Initially, the first taste was absolutely horrid; the wine seemed thin and had a
metallic taste. The wine was tried a few minutes later and had lost its
nastiness and whilst it did seem a little softer, there was no great difference
in the structure or the taste.
After eight seconds - simulating eight years old bottle age. The bouquet
showed blackberry, chocolate, aniseed, oak, it was definitely softer and rounder
than the control sample.
The tannins were still very firm, the acid still just as fresh but the
flavours seem to have integrated more than the control sample. Other
than softening slightly, there was no real difference and the structure between
the two wines still seemed very similar; i.e. fresh acid and pretty tight
tannins.
After twelve seconds - simulating twelve years old bottle age. The
bouquet was showing mainly black notes, blackberry, chocolate, and coffee but
still seemed tight.
On the palate, the acid still seemed just as fresh as the control sample and the
tannins just as firm, but somehow the CdV sample does seem a little bit more
mature, but definitely not 12 years worth. It has certainly impacted on the
flavour profile, but not the structure.
After twenty seconds - simulating twenty years old bottle age. This is
remarkable, the bouquet seems to be going the other way and has come back
towards the (un-aged) control sample with sawdust notes starting to re-emerge
and dominate.
Tannins are becoming very dusty but the acid is still fresh and whilst the
flavours seem to have integrated further they are not necessarily better.
In all honesty, I can't see this wine still being so good after 20 years, but in
the interests of fairness, I used a gadget for a further 10 seconds to see what
the wine would be like after a theoretical 30 years.
After thirty seconds - simulating thirty years old bottle age. The
bouquet became more brooding and was not showing much at all except for dusty
oak with fruit below; in some ways it had reverted back to being closer to the
original control sample.
On the palate, the flavour profile is still showing masses of primary fruit and
whilst the wine definitely does seem a little older there is no way its 30 years
worth. The acid is still fresh that the tannins are starting to show signs of
integration. An hour later, this sample was starting to fall apart.
So how does it stack up?
In the interests of being fair, I tried the device on a number of bottles of
wine and the results seemed not to be entirely consistent. Firstly, based on my
experience of projected drinking windows, my recommendations would be at odds
with the conclusions obtained using the device.

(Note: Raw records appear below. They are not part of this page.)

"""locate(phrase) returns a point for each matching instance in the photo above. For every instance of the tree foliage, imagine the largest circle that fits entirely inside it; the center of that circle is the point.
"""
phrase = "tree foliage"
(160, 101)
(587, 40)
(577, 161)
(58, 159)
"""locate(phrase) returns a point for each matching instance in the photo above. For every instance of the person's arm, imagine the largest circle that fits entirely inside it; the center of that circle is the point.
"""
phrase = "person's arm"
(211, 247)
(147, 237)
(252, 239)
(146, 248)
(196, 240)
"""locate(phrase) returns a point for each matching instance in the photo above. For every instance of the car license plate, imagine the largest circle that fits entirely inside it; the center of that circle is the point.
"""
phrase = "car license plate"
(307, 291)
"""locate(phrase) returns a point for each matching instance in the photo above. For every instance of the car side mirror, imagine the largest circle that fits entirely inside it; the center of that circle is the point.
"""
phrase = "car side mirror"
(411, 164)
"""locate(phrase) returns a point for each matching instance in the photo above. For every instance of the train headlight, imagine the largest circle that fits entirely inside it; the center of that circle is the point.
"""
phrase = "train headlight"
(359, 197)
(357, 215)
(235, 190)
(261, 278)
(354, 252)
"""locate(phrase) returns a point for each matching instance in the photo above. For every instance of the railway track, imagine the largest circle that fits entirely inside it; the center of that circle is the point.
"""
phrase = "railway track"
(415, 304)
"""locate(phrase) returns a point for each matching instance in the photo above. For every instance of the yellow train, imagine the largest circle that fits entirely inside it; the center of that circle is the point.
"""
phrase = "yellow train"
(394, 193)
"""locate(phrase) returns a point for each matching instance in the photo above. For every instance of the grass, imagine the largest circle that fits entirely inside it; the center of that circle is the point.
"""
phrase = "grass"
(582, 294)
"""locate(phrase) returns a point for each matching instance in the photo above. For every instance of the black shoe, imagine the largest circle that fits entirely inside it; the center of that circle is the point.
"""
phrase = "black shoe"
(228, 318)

Based on my tests, there is absolutely no way that I could regard the one second
of immersion to equal one year of ageing potential as anything remotely
resembling an accurate guide; so as far as that goes, the device does not meet
its claim.
Based on the information obtained with the device, there is a reaction between
the device and the wine that “will advance the wine one year (per second)
on its oxidation-reduction curve (life), but to my way of thinking
this does not make sense, because oxidation and reduction are opposite ends of
the spectrum. Now just for a moment, lets assume the device “works” by a
chemical process which hyper quickly oxidises the wine; but, and it’s a very big
but, there is more to wine ageing than just causing an oxidative reaction.
Secondly, there is no doubt that at some test points the wine was changed but
from my perspective, and this is the important part, the wine was no more
enjoyable after it had been treated with the device.
The claim that “Clef Du Vin allows you to enjoy today the full potential of a
lay down wine, which would have otherwise waited for years” I found to be
completely unjustified.
It looks to me like it's just another wine gimmick, and at the price, an
expensive party trick. Novices will be impressed at how it changes the wine, but
in this case, changed does not necessarily mean improvement.